A number of updates here. Alexey L. provided a patch for Cray to test, and we confirmed it fixes the deadlock. (We've tested on Cray's version of 2.5, and on current master.)
I've attached that patch.
Essentially, in lov_lock_sub_init, it removes a for loop which has this comment on it:
/*
- Then, create sub-locks. Once at least one sub-lock was created,
- top-lock can be reached by other threads.
*/
Here's Alexey's explanation of the deadlock with a slight edit by me:
—
1) client1 has a full set of locks for a file
{ stripe1, stripe2, stripe3}
, client2 has no locks.
2) client1 finished an io and put locks to inactive states,
so client2 is able to take 2 of 3 locks from client1 and reference them.
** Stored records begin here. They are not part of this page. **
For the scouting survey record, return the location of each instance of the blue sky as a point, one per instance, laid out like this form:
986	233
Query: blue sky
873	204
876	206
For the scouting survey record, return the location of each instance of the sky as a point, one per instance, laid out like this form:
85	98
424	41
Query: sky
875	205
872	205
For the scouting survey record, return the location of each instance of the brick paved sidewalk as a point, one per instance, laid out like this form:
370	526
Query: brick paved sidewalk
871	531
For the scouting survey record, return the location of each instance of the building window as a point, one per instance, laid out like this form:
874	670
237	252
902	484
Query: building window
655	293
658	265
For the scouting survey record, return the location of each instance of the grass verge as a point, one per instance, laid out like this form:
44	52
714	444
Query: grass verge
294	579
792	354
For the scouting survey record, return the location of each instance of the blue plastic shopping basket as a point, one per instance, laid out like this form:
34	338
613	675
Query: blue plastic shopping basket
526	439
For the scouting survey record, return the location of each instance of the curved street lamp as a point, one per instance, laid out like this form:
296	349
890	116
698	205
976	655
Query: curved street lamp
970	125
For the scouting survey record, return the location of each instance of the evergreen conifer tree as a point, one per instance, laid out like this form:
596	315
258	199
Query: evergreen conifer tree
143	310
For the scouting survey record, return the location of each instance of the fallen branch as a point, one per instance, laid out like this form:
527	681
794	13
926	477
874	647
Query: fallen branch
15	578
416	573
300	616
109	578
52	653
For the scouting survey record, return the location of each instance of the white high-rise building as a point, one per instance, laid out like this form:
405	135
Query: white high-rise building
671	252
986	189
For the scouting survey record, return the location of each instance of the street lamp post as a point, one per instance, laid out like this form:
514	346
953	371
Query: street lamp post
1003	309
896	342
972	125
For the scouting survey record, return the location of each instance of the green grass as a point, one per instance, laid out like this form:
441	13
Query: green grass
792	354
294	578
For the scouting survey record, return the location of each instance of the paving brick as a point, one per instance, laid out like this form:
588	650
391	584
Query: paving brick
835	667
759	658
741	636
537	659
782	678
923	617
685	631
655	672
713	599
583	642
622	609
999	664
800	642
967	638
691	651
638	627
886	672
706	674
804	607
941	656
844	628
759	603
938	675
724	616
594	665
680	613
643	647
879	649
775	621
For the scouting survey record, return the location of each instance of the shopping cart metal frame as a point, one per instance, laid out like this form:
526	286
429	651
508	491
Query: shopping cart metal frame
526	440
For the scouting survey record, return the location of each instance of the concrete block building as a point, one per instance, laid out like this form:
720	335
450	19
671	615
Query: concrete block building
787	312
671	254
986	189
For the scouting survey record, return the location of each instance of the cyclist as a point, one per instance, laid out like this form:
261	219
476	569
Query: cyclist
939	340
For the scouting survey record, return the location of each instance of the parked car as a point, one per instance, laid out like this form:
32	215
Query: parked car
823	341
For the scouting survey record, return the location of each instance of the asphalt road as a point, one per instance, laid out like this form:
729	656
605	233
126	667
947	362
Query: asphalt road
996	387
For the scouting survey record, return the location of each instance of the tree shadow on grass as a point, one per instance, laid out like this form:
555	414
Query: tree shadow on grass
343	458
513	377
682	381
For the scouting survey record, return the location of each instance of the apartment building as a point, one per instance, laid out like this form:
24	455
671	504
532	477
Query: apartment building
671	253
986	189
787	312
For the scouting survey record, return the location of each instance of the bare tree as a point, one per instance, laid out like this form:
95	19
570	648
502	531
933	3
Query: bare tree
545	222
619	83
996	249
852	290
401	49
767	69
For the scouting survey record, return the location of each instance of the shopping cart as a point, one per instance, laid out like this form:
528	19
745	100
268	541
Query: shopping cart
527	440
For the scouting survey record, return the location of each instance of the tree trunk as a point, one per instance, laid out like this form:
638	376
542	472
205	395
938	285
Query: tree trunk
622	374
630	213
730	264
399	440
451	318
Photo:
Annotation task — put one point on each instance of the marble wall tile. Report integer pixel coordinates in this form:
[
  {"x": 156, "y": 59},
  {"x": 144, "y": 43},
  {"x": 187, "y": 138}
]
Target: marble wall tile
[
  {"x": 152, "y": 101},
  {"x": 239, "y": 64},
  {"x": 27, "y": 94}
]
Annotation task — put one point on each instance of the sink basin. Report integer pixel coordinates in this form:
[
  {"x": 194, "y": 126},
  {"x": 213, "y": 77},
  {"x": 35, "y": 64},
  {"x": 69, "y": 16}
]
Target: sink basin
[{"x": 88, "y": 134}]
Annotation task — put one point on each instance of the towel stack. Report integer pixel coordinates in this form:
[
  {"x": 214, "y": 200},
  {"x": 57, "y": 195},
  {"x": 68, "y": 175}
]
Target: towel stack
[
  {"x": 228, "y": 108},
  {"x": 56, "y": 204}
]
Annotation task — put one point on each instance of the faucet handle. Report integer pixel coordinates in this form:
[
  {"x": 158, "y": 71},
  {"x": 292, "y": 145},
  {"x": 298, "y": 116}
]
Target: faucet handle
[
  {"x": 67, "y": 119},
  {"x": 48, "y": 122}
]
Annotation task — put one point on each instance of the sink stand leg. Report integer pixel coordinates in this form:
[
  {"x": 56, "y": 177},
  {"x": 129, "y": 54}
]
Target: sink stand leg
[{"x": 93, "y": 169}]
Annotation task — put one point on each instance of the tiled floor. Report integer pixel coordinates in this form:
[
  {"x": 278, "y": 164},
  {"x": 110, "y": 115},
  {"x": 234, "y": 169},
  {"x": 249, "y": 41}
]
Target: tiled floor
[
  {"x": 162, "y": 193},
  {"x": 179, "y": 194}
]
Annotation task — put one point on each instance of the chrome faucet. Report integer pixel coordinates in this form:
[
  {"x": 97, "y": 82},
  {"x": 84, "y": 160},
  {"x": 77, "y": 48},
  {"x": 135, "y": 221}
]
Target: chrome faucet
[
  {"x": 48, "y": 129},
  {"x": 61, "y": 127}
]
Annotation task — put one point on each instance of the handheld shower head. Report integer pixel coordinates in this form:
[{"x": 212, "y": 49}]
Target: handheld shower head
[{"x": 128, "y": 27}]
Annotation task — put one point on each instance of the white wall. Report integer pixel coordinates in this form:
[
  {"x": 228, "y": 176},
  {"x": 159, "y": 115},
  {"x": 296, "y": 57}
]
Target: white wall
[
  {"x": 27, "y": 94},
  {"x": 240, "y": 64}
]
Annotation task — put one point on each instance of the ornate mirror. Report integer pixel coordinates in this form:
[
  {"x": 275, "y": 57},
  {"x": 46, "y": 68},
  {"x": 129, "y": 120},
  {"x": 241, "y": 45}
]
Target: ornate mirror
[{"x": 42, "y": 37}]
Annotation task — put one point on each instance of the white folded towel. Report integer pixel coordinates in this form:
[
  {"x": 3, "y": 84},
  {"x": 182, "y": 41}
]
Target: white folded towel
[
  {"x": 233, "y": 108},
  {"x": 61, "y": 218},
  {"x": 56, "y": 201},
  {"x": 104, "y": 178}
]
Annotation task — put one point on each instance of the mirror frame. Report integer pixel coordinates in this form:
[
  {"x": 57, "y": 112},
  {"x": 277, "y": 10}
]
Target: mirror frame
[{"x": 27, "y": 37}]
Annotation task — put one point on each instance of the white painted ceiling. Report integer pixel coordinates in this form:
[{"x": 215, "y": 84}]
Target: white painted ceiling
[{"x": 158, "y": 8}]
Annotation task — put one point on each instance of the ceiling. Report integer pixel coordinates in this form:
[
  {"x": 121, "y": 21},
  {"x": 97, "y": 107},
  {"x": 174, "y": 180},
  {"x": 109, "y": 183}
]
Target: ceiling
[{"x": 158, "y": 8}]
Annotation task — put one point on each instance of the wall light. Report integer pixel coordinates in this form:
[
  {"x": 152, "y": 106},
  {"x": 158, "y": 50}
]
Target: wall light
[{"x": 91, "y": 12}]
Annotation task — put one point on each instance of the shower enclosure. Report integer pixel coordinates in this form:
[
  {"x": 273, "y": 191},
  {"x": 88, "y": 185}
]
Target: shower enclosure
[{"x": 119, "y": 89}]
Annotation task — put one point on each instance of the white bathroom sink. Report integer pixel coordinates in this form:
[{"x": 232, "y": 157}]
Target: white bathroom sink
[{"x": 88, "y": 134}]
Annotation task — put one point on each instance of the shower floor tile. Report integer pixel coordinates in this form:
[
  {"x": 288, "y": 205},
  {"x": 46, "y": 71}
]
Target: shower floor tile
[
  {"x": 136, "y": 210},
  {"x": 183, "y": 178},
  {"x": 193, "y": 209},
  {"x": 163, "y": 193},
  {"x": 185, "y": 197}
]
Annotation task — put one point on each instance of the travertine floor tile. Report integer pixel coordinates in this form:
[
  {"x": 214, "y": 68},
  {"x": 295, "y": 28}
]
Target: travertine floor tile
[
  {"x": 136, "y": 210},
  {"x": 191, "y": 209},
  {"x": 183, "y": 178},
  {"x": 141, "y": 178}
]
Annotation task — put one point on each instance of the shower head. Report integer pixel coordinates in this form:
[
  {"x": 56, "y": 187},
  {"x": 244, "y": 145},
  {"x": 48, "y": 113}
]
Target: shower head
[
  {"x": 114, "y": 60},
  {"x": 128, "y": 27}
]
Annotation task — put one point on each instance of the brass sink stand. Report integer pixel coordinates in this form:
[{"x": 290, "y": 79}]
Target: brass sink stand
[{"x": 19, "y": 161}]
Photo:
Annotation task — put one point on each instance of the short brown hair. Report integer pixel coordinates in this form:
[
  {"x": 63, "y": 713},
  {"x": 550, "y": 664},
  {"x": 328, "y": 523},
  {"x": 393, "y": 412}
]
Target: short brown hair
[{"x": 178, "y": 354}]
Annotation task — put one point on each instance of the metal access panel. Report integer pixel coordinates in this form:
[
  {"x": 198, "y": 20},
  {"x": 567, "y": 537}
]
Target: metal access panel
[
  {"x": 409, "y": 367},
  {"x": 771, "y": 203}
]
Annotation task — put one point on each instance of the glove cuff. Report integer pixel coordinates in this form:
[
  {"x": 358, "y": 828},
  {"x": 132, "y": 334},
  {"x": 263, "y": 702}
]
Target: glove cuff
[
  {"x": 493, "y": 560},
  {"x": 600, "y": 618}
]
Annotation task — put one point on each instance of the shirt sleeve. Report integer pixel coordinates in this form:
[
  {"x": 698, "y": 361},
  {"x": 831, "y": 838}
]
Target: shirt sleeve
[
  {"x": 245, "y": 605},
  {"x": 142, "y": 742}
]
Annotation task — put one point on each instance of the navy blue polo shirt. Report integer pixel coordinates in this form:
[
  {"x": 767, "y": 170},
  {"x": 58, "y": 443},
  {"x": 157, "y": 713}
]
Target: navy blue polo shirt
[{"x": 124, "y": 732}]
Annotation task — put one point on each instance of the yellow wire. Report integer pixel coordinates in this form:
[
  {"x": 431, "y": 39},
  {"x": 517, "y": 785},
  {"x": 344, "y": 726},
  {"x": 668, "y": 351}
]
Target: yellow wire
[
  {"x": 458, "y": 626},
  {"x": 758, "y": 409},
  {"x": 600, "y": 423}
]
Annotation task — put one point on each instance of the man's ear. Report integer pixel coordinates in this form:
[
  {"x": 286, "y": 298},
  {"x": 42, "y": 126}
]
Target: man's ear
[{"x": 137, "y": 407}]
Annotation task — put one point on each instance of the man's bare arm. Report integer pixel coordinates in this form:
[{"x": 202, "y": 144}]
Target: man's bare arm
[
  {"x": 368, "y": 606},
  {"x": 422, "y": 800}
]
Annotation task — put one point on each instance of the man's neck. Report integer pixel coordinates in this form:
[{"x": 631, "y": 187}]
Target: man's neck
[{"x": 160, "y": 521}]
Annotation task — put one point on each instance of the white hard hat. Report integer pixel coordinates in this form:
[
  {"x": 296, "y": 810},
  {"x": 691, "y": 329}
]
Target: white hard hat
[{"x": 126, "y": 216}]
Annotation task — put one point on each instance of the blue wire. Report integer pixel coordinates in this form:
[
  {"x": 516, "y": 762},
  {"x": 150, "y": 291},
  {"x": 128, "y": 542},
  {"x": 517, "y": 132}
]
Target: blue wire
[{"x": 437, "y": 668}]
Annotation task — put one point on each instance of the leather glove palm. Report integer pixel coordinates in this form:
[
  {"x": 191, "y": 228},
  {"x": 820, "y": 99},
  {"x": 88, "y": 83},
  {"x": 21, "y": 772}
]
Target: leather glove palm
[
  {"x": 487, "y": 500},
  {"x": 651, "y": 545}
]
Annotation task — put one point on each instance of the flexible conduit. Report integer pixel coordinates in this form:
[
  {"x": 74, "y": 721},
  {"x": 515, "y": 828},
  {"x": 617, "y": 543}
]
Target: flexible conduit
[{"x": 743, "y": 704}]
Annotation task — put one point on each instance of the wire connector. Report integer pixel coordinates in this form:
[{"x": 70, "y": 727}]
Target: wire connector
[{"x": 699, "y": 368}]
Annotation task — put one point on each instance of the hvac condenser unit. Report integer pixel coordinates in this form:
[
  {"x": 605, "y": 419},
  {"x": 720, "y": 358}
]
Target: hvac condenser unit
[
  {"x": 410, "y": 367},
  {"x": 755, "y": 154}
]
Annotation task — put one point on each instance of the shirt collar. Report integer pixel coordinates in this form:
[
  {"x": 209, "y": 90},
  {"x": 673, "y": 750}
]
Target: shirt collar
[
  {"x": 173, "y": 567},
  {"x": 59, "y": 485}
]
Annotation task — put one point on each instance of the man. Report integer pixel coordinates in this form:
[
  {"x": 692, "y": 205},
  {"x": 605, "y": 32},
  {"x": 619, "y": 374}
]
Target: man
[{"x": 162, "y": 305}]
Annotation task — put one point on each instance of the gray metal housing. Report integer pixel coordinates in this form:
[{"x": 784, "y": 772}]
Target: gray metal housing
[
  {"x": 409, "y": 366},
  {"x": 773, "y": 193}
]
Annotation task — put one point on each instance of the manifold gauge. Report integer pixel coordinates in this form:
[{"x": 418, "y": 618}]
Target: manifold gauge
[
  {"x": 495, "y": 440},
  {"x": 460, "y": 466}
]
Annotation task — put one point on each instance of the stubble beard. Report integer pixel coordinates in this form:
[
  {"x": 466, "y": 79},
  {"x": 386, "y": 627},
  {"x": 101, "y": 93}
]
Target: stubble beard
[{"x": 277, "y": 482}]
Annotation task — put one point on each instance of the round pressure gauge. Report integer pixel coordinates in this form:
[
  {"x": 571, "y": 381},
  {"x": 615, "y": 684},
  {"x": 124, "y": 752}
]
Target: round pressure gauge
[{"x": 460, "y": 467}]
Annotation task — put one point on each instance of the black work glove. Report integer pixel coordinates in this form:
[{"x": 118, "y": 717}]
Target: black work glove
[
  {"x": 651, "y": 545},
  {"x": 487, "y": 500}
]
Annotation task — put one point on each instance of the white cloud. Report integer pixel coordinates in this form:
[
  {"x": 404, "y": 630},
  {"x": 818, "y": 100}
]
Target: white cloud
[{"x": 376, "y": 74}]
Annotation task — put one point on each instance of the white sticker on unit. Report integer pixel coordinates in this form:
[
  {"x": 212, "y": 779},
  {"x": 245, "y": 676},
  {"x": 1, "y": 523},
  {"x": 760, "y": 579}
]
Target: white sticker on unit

3) client1 enters new IO loop (different process)
and start to take a lock quorum - in top lock allocation time
it finds a stripe3 lock in cache and holds it.
4) client2 tries to take a stripe3 lock but
it's protected by hold flag now and BL AST ignored
(just mark a lock a callback pending).
client2 enters the waiting for grant loop.
5) client1 enter to lock enqueue loop to take a stripe1 lock,
but client2 can't return that lock because it referenced.
... so deadlock.
—
This patch removes sub lock creation from lov_lock_sub_init.
If sub locks are not created in lov_lock_sub_init,
they are created in the enqueue process. This avoids the
deadlock described above by avoiding step 3.
—
We've run our general Lustre IO performance test suite (multiple clients, various IO patterns, various stripe counts) and weren't able to measure any difference between with the patch and without the patch.
We're currently running it through sanity and some other stress testing.
Going forward, we're wondering if this is expected to be the final version of the patch. Essentially, this fixes the problem with this performance optimization by removing the optimization. As far as I can tell, the optimization seems to be basically allowing better re-use of cl_locks, and as I understand it, caching & re-use of cl_locks is slated for removal in the upcoming CLIO simplification anyway.
So it seems like it may be OK to leave this optimization out.
Is this the plan, or is the hope for a patch that actually fixes the performance optimization rather than removes it?
This is a duplicate of:
https://jira.hpdd.intel.com/browse/LU-4381